Compreende-se que Luiz Inácio, em desabafo, divise "olho gordo" nos grupos que desejam vê-lo "lascado", conforme garante. O presidente Fernando Henrique queixava-se de "fracassomaníacos" que torciam contra seu governo. Se, como já disse Clausewitz, a guerra é uma mera continuação da política, por outros meios, e sabendo-se que na arena brasileira os conflitos não dão trégua, é provável que a bandeira de destroços esteja permanentemente desfraldada sobre os governos. Ocorre que a doença que ameaça corroer a economia brasileira não pode ser ruim para uns e boa para outros. Todas as partes do corpo nacional sofrerão mazelas. Este é o foco da mensagem que se espera de Lula e dos homens públicos. Não dá mais para enganar. Nunca foi tão premente jogar a lupa sobre os espaços nacionais. O presidente não conseguirá sobrepor a imagem do Brasil virtual ao Brasil real, nem as oposições obterão êxito com a crítica de que tudo está errado.

A tentativa de arrumar o caleidoscópio com o traçado da verdade pode começar com esse tal de PAC, o Programa de Aceleração de Crescimento, que se veste, a cada dia, com o manto da panaceia. Para uns, será a "salvação da lavoura" da presidenciável ministra Dilma Rousseff, se, claro, as obras obedecerem ao calendário. Para outros, a continuar empacada, essa montaria, sem liderar a corrida na pista, pode jogar a mãe das obras do governo no despenhadeiro. O primeiro ajuste é para tirar a politicagem desse plano, selecionando obras prioritárias nos lugares adequados e na agenda possível. Sem dedo político e favorecimento a grupos estaduais. A segunda correção pontual aponta para o colchão social. A controvérsia, nesse ponto, sobe ao cume da montanha. Hoje, 11 milhões de famílias recebem o Bolsa-Família. E a fila para entrar no programa é de 2,2 milhões. Trata-se de um programa sui generis. O País cresce. A economia amplia seu raio de ação. Mas a cada ano, em vez de diminuírem, os desamparados aumentam. Que lógica é essa? Pessoas assistidas deveriam, ao correr do tempo, procurar a porta de saída do assistencialismo.

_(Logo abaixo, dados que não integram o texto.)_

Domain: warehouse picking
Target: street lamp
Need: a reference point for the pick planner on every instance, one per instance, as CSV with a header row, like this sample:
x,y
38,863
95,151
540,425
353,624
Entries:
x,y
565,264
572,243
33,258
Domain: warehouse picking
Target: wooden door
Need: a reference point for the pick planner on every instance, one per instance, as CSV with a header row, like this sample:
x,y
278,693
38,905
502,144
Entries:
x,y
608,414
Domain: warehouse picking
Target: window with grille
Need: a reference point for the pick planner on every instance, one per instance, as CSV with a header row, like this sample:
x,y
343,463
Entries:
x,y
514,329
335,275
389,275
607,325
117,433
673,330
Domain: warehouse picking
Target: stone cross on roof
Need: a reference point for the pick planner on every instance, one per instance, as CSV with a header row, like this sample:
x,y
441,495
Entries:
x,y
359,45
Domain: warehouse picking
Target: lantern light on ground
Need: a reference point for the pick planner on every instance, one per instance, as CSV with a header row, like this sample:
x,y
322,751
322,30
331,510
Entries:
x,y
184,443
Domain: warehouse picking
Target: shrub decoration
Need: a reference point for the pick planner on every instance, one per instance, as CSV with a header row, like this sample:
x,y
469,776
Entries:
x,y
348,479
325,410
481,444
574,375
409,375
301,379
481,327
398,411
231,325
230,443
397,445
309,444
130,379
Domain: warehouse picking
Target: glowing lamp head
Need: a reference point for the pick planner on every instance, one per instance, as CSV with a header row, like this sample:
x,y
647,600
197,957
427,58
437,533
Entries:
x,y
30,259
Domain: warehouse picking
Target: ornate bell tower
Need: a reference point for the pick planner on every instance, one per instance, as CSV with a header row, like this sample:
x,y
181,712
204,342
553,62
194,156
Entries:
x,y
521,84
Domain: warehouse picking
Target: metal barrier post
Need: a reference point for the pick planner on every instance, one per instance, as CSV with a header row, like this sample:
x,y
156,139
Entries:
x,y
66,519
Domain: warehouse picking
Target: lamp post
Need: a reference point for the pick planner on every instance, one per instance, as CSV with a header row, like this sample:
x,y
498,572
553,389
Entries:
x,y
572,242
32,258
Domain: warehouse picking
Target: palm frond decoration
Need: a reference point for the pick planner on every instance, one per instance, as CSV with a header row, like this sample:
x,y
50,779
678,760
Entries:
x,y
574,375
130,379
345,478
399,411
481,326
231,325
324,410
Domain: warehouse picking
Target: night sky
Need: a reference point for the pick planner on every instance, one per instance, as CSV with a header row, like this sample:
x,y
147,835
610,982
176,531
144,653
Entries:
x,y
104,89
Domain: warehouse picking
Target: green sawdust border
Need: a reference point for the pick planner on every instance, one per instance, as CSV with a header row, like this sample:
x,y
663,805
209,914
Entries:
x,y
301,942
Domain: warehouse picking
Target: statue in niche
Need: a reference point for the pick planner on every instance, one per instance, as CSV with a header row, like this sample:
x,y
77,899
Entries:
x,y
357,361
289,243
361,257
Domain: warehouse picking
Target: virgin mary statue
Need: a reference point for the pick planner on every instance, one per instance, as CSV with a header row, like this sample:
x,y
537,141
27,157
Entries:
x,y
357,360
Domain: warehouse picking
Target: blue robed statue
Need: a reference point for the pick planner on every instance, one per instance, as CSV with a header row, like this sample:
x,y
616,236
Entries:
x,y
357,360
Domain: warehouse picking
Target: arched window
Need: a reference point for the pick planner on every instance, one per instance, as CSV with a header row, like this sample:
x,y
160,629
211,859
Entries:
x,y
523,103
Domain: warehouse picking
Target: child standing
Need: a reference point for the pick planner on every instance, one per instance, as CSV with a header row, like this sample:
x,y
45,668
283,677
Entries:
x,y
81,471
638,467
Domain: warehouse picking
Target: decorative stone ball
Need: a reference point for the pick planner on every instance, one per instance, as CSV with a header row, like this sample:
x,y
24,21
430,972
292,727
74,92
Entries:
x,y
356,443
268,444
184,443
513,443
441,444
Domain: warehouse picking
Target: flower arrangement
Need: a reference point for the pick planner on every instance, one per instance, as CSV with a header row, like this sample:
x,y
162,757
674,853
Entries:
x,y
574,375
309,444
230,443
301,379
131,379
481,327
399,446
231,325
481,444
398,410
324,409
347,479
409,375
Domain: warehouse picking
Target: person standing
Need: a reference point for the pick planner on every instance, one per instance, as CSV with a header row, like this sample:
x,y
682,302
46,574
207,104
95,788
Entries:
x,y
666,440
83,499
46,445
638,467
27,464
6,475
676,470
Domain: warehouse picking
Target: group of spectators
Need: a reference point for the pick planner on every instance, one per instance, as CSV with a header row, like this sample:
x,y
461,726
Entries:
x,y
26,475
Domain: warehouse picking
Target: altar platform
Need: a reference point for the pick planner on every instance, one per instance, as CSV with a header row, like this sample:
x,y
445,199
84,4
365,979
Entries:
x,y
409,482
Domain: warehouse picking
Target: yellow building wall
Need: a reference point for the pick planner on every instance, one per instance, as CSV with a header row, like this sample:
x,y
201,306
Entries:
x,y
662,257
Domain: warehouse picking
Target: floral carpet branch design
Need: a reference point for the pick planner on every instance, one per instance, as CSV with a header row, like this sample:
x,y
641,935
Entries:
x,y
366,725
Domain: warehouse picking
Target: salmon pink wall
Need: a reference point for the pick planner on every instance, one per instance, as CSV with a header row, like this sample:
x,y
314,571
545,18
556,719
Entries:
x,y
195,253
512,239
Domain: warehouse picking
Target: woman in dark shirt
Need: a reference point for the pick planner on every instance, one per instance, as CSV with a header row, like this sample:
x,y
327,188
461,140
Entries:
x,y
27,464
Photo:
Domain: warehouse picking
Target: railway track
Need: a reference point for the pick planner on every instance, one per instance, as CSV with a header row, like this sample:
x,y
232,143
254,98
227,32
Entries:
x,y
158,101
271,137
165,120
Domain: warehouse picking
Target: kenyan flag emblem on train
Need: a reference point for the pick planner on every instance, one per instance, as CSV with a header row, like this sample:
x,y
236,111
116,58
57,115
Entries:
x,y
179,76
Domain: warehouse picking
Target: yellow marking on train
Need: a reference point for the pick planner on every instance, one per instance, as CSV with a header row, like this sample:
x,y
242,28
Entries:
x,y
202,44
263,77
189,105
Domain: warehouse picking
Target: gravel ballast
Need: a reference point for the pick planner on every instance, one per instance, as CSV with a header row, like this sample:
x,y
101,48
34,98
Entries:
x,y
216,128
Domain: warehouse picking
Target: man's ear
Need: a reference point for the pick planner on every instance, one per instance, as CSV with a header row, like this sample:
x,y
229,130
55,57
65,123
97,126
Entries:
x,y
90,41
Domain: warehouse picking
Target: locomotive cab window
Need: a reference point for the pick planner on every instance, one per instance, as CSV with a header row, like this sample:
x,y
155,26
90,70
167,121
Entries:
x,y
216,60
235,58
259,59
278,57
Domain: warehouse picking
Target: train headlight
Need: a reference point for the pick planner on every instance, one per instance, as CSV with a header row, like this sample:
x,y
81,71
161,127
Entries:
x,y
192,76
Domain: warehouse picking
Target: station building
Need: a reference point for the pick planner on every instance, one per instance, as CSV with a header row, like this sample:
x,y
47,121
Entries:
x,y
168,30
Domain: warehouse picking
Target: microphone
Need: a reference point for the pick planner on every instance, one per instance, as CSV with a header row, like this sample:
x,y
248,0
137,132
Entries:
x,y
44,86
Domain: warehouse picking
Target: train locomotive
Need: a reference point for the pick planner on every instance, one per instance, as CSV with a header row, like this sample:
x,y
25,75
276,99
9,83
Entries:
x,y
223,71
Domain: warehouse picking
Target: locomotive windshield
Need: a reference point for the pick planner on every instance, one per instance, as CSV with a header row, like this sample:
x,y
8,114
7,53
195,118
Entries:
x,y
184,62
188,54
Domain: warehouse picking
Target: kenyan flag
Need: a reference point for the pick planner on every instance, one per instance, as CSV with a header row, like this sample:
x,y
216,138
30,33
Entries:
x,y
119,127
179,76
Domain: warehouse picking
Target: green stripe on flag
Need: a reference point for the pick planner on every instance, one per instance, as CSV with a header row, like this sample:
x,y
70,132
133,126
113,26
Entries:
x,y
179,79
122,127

O programa contribuiu para trazer milhões de brasileiros à mesa do consumo. Os efeitos perversos, porém, multiplicam-se. Um olhar sobre a paisagem nordestina, neste final de ano, flagra o crime perpetrado por esse tipo cego de paternalismo. Multidões de pessoas ociosas se multiplicam na paisagem. Há relatos de trabalhadores que rejeitam a carteira assinada para não perder o benefício. Prefeitos procuram mão-de-obra para os serviços municipais. Não conseguem. A criminalidade se expande. Duas são as razões: a migração de gangues do Sudeste, que descobriram o Nordeste como espaço ideal para as ações criminosas; e a descoberta do celular por grupos de jovens - muitos beneficiados pelo Bolsa-Família - para negociar sequestros relâmpagos e comercializar drogas. Em Jardim de Piranhas (RN), na região do Seridó, cidade de 8 mil habitantes, 58 carros de luxos entopem as ruas. Fazendeiros se locomovem com proteção armada. Em Timon (MA), cartões do programa foram parar no comércio de drogas. Na Bahia, carteiros se negam a entrar em determinados bairros. A violência se expande na região sob o colchão amortecedor do governo Lula. Se os traços do paternalismo e da ociosidade matizam a cultura nordestina, hoje encontram fortes eixos de apoio.

A radiografia deveria flagrar todos os espaços. Nas estradas federais, onde o governo investiu apenas 15% do previsto no Orçamento para 2008; no sistema de saúde, que continua à míngua; na melhoria da educação; na gigantesca ausência de saneamento básico. Se Lula quer enxergar a verdade, precisa abrir os olhos e os ouvidos para a mídia. Um pequeno conselho ao presidente pode ser útil: é preferível ganhar uma "azia" ao tomar conhecimento do que acontece na sua administração a sofrer uma trombose ao perceber que o Brasil real é menor que o paraíso virtual de seus sonhos.